例えば、振動を検知できるのではあれば、防犯用の「目」として、活躍できると思われます。その他にも、一人住まいの高齢者の振動を常時検知するタイプが予想されます。

転倒した際の大きな衝撃や、逆に体調不良で、体を動かすことができなくなった場合などにそれを検知することが可能となります。

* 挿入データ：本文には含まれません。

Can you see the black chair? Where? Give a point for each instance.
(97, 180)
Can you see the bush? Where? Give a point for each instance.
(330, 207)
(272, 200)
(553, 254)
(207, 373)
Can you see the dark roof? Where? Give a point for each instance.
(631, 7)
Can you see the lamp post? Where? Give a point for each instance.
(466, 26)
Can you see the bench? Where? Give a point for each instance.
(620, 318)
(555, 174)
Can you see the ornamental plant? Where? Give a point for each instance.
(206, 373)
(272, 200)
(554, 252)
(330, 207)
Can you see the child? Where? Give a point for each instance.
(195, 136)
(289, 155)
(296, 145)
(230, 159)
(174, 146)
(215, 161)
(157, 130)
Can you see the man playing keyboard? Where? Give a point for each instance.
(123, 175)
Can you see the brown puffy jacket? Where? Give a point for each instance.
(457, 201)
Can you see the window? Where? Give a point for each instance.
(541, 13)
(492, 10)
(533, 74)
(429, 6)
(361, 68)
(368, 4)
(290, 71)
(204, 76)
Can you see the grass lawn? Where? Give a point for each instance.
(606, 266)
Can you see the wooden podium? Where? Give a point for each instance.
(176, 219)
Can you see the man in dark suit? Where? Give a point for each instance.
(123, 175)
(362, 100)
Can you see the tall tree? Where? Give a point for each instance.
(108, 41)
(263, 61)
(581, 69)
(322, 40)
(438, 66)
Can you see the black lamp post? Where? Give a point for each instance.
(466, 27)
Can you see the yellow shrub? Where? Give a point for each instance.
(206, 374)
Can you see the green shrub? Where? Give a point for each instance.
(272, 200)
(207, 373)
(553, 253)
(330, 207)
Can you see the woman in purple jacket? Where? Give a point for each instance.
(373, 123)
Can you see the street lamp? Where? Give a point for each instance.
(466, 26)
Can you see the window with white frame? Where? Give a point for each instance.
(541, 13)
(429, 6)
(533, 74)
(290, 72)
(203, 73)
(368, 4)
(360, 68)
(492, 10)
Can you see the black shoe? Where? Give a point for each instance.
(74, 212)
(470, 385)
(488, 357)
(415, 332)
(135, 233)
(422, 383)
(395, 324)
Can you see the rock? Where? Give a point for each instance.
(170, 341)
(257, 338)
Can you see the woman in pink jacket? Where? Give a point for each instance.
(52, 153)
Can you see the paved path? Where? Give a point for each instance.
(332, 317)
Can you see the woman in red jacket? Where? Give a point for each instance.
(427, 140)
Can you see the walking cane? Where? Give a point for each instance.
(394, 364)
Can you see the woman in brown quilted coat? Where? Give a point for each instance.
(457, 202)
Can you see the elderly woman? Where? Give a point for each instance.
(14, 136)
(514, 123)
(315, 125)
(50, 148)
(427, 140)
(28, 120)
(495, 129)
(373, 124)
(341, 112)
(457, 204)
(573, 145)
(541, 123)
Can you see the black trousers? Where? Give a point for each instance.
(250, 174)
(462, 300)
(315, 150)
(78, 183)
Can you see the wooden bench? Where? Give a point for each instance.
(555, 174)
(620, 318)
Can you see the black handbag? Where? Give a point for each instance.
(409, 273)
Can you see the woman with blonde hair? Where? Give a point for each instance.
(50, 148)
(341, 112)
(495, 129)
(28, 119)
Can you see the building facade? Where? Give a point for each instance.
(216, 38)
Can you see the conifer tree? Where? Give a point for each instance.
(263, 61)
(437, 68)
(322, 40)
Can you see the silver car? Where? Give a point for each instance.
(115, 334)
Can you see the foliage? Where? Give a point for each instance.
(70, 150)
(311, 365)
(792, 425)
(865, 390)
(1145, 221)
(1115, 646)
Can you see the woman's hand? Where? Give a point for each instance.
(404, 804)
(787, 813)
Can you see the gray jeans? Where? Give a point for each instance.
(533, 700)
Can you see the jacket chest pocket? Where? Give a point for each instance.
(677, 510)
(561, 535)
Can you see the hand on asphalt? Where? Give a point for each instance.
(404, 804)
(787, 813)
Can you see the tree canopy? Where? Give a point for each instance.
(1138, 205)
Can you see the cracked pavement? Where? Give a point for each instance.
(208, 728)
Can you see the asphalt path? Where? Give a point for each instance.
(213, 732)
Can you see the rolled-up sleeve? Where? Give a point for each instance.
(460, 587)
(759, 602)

首から下げるペンダントに、簡単に貼り付けことができるように、小型化、軽量化されれば実現可能と思われます。

 

その他にも、幼児の服に貼り付けるタイプがあれば、その動きや、衝撃や、心拍数などの情報を、隣の部屋で洗濯中の母親が持っている、スマートフォンなどへ送信することで、安心して家事を行うことができる環境を、提供することが可能となります。

子供の心理状態を検知できれば、それに対応して、目を動かすなどの対応によって、相手をリラックスさせることもできるようになりそうです。

どちらにしても、更なるシステムの進化が、必要となりそうです。人間の動きを数値化して、それに基づいて、機器が検知する振動を正確に解析する必要があります。

 

mononomeのある生活

この動画を見ることで、昔みたディズニー映画の「WALL-E(ウォーリー)」を思い出す人もいると思います。

実際には、Apple(アップル)社とも縁の深いPixar(ピクサー)社が、Disney(ディズニー)社と、共同で制作しました。

この映画で、主人公の恋人(ロボットなので疑問ですが)的な立場となる、探査ロボットが、人間の顔に該当する部分のディスプレイに、人間と同じように感情を表現する場面があります。

 

これが、ちょうど今回紹介した機器の目の動きから、連想されるものでした。ロボットを擬人化する必要は、本来ありませんが、それでも、ちょっとだけホロリと来る作品でした。

一度半壊状態にされた主人公のお掃除ロボット「ウォーリー」が、恋人的存在のロボットによる、懸命の復旧作業の結果、見事に再起動する際に、Apple社のパソコンである、Macintoshシリーズに共通した起動音(「ジャーン」と言うアレです。)が鳴る名場面などは、なかなかの出来でした。